Sortuj wg daty: rosnąco malejąco |
![]() Daniel_3city Astra F Gdańsk | 2005-02-04 09:38:04 Witam klubowiczow i o rade pytam....
ostatni post pisalem dotyczący wydechu...to juz załatwione jutro jade zrobić a puki co.....jeżdze bez końcowego.....nawet fajny bas jest i nie zbyt głosny.....ale mam inny problem od wczoraj gdy skręcam w prawo przy prętkościach ponad 40...50 km/h cos mi pod spodem chaczy tylo ze jak patrze to nic mi nie wisi.....jak byłem w środe u faceta z wydechem aby sprawdził co i jak i podał cene usługi to obejrzałem sobie podwozie ale srodkowy trzyma się porzadnie, rury wydechu tez....czy to może być częśc zawieszenia....co do odgłosów...to raz dźwięk taki jak bym szorował środkowych a pinnym razem tak jak cosik przy tylnym lewym kole.....chodzi o to że samo szorowanie jeszcze jeszcze (choć wiem ze nie powinno) ale boje sie, ze cos urwe...jak to wydech jednak to do jutra będe uwazał ale jak to jest zawieszenie. Może którys z klubowiczów ma coś podobnego...lub wie co to może być abym jutro odrazu na kanale mógł to sprawdzić???? Z góry wilkie dzięki za każde info i rade. Pozdrawiam. |
![]() Daniel_3city Astra F Gdańsk | 2005-02-07 09:41:51 Hmmm i ciągle to samo.....w sobote zrobiłem wydech poprosiłem gościa aby sprawdził zamocowanie środkowego i tak tez zrobił, nie doszukał się jednak jakiś luzów.
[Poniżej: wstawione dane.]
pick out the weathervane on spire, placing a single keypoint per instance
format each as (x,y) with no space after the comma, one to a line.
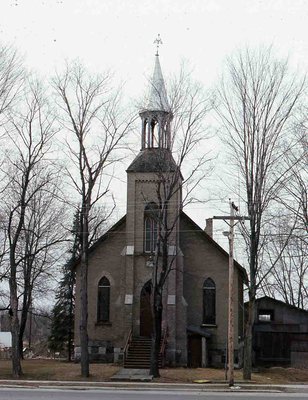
(158,42)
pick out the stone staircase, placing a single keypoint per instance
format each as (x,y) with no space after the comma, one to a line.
(139,353)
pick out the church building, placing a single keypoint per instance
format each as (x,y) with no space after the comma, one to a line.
(195,306)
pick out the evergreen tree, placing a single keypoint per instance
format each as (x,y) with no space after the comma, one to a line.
(62,326)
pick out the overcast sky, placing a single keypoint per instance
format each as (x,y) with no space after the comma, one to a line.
(119,34)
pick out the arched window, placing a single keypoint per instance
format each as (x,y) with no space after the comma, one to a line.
(154,140)
(209,301)
(150,227)
(103,300)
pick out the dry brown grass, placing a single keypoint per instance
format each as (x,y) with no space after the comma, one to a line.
(64,371)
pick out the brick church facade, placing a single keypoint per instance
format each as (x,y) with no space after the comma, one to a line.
(120,266)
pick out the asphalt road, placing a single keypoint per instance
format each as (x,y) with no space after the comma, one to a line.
(78,394)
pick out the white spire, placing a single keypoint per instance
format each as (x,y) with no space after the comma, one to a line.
(157,100)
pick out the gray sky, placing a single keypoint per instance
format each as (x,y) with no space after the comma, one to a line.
(119,34)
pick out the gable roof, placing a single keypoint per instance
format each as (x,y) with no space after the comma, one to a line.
(280,302)
(206,236)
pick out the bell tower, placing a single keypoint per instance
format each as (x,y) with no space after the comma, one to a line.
(154,164)
(156,117)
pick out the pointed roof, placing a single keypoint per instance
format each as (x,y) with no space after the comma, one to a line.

Ale cholera ...nadal przy skretach w prawo i przy przechyłach na lewa strone tak jak bym coś ciągnoł za soba jak by coś wisiało. Stuki tez dochodzą gdy podjeżadzam na krawęznik...i to powoli lub gdy jest duża nie równość powierzchni....czy może to być zawieszenie???? sprawdziłem kazdy amor...nic nie jest luźne, jak stoje samochodem wszystko jest w odpowiedniej odległości od nawierzchni....co to może być??? Ma ktoś pojęcie??? |
![]() szukal Opel Zafira warszawa | 2005-02-07 12:46:29 witam,
Może nie miałem identycznych objawów jak u Ciebie bo słyszałem dzwonienie i czasami stuki, zwłaszcza przy podjeżdżaniu pod krawężnik, ale może to coś innego. U mnie okazało się że sprężyna pękła ... pozdr |
![]() Daniel_3city Astra F Gdańsk | 2005-02-10 20:20:35 No i w końcu pojechałemz samochodem i z tymi haczeniem...tak wogłe odkryłem ze to nie z tyłu, lecz z przodu coś haczy.... najpierw podjechałem do Shel Service ale tam nie mili już miejsc więc zabrałem sie do NORAUTO przy Auchanie no i powiedziałem o co chodzi i odrazu zleciłem tez wymiane paska klinowego....aha przyokazji jak checie zmieniac żarówki to róbcie to sami bo ja głupi leń im tez dałem i za wymiane i nowe żarówki skasowali 50 zeta...ale wracjąc do sedna.....okazało się, że przyczyną chaczenia jest urwany łącznik stabilizatora z prawej strony...a jak wymiana prawego t i lewego....za samą czesc chcą 37 sztuka + wymiana 35 za strone + geometria po wymianie 75 zetarazem nieco ponad 200 zeta a i teraz najlepsze, do wymiany tez sa tuleje wahacza, ok to wiedziałem i znajmomy gadał mi ze to przyszcz...fakt komplet 30 zeta ale co mnie przeraziło to to że za sama ich wymiane chcą 90 zeta od sztuki!!!!! Fajny mi przyszcz....i tu proźba tak jak do łączników nic nie mam oki....może idrogo ale nie znam cen....tak 90 zeta za wymiane gumy zjednej strony....hmmm czy zna ktos zakład w trójmieście kto zrobi to taniej??????? Jesli tak to prosze o podanie takiego warsztatu.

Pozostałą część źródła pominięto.